Module 5: Combining SAS Data Sets Flashcards
What are the two phases of data step processing?
1) Compilation phase
2) Execution phase
What happens during the compilaion phase?
1)Each statements within the data step are scanned for syntax errors
2)SAS identifies the type and length of each variable and creates a descriptor portion
3)Sets up Program Data Vector (PDV) with one row for 1 observation
What does the Program Data Vector (PDV) contain?
- all variables in the source data
- all variables created in the data step statements
- automatic variables (helps count when sas moves on to next variable)
What happends during the execution phase?
1) creates variables and sets all values to missing
2) Fills with source varaible from the 1st observation
3) Continues until all variables are filled
4) After its executed, moves on to the next observation
What happens when you stack two(+) data sets?
Stacks data on top of one another. For same variables, but different observations
Write the syntax to create permanent variables after merging or stacking data.
data name;
set data1 (in=a) data2 (in=b);
indataa = a;
indatab=b;
run;
T/F: An error message appears when trying to merge/stack variables with different lengths.
True: It warns you of possible truncation in the log
When merging or stacking variables, what properties of variables do you have to keep in mind?
1) length of variables
2) variable type
What step do you have to do before a merge?
Sort your data by a key (variable they both have in common)
T/F: Sort is automatically set to descending.
False: Set to ascending, need to specify descending for variables
What happens when you merge data sets that have more than one variables in common other than the BY variables?

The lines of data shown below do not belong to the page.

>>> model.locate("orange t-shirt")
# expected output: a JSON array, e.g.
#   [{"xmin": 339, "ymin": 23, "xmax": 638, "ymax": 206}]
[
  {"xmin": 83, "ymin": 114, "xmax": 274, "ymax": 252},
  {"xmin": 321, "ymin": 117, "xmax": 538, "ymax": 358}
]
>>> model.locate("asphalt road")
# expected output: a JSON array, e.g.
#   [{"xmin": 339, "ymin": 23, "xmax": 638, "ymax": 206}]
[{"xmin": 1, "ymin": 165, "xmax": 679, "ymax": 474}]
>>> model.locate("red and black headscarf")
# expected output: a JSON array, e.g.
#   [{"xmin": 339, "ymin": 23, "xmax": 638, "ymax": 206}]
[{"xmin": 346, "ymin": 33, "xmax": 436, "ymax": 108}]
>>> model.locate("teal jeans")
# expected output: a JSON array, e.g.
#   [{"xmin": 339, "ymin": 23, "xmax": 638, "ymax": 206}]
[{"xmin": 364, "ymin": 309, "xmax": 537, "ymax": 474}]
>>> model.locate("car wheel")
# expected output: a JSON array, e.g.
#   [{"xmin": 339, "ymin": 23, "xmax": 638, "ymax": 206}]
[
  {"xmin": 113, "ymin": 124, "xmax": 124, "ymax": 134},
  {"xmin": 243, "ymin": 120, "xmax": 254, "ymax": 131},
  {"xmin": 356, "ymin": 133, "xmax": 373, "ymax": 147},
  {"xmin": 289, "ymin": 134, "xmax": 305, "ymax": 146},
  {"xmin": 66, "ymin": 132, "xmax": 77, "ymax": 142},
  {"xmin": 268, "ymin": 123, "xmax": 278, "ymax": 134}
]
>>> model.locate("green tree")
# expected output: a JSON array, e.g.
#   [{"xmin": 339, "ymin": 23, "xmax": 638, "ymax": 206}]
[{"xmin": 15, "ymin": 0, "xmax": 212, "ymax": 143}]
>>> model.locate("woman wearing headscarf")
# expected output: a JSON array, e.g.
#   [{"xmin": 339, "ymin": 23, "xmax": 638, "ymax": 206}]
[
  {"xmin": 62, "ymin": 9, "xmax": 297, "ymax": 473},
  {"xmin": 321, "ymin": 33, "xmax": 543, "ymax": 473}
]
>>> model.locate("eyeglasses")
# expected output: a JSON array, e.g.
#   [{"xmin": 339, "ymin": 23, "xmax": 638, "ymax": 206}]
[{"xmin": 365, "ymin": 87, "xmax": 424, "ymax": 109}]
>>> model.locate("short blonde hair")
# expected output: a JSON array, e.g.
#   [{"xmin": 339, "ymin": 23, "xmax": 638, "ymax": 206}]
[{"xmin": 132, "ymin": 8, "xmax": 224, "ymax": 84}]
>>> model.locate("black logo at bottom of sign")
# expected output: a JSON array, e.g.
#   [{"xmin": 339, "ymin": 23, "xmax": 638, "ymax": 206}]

SAS keeps the variable form the LAST input datafile
Given the following code, order which code gets executed first.
data check2;
set one;
keep x z;
rename x =firstname;
run;
1) runs keep statement first
2) renames x variable
T/F: The rename statement is always “executed” after the drop/keep statement.
True
T/F: Given the following code, x and y are outputs for three1 and…
data three1(keep=x y);
set one;
run;
no other variables are stored in the PDV memory
False: Other variables from data one are stored in PDV memory for this data step
T/F: Given the following code, the renamed variables are stored in…
data five3;
set two (rename=(a=group1 b=group2));
run;
the PDV.
True: It is renamed as it is read into the PDV.